Cancer cells 'move out' to escape regulatory neighbours
March, 2012
Cancer is the name given to illnesses that involve the growth of tumours, which can develop from any cell type in the body. The development of a tumour starts when just one cell, or a small group of cells, starts to multiply uncontrollably. Genetic alternations may not be enough to explain how cells proliferate, manage to survive, and escape the regulatory signals from other surrounding cells that would normally limit cell growth. The impact of cell organisation around mutant cells is an area of study that could increase the understanding of cancer development.

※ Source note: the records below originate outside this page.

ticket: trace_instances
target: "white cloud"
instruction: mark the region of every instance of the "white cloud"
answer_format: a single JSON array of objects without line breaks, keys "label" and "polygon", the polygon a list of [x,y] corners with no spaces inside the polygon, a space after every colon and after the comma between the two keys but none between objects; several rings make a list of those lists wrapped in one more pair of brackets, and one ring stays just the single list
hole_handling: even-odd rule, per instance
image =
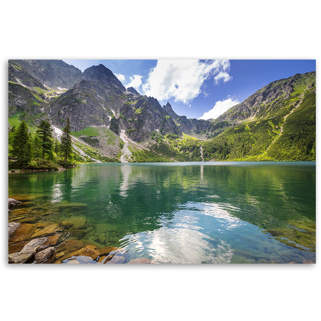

Leung and Brugge have reproduced the early stages of tumour development in a 3-dimensional cell culture system. Using MCF10A non-transformed human mammary epithelial cells the authors were able to grow polarised growth arrested acinar structures with a hollow lumen on a reconstituted basement membrane. They then modelled oncogene induction in single cells within these 3-dimensional acini to study how sporadic mutant cells develop within organised epithelial cells. It was found that single cells over-expressing ERBB2 dissociated from the epithelial layer and translocated to the lumen. Blocking cell proliferation did not inhibit translocation but blocking translocation prevented clonal outgrowth. The authors observed compromised basement membrane in the area with ERBB2 over-expressing cells leading them to propose that translocation is triggered by a disturbance of local cell-matrix adhesion. Results suggest that ERBB2-mediated clonal expansion involves an initial cell translocation, which allows cells to escape the regulatory environment of epithelial cells. Studies were carried out using Nikon A1 & C1 confocal microscopes, and Nikon Ti-E inverted microscope with CSU-X1 spinning disk confocal from the Nikon Imaging Centre at Harvard Medical School.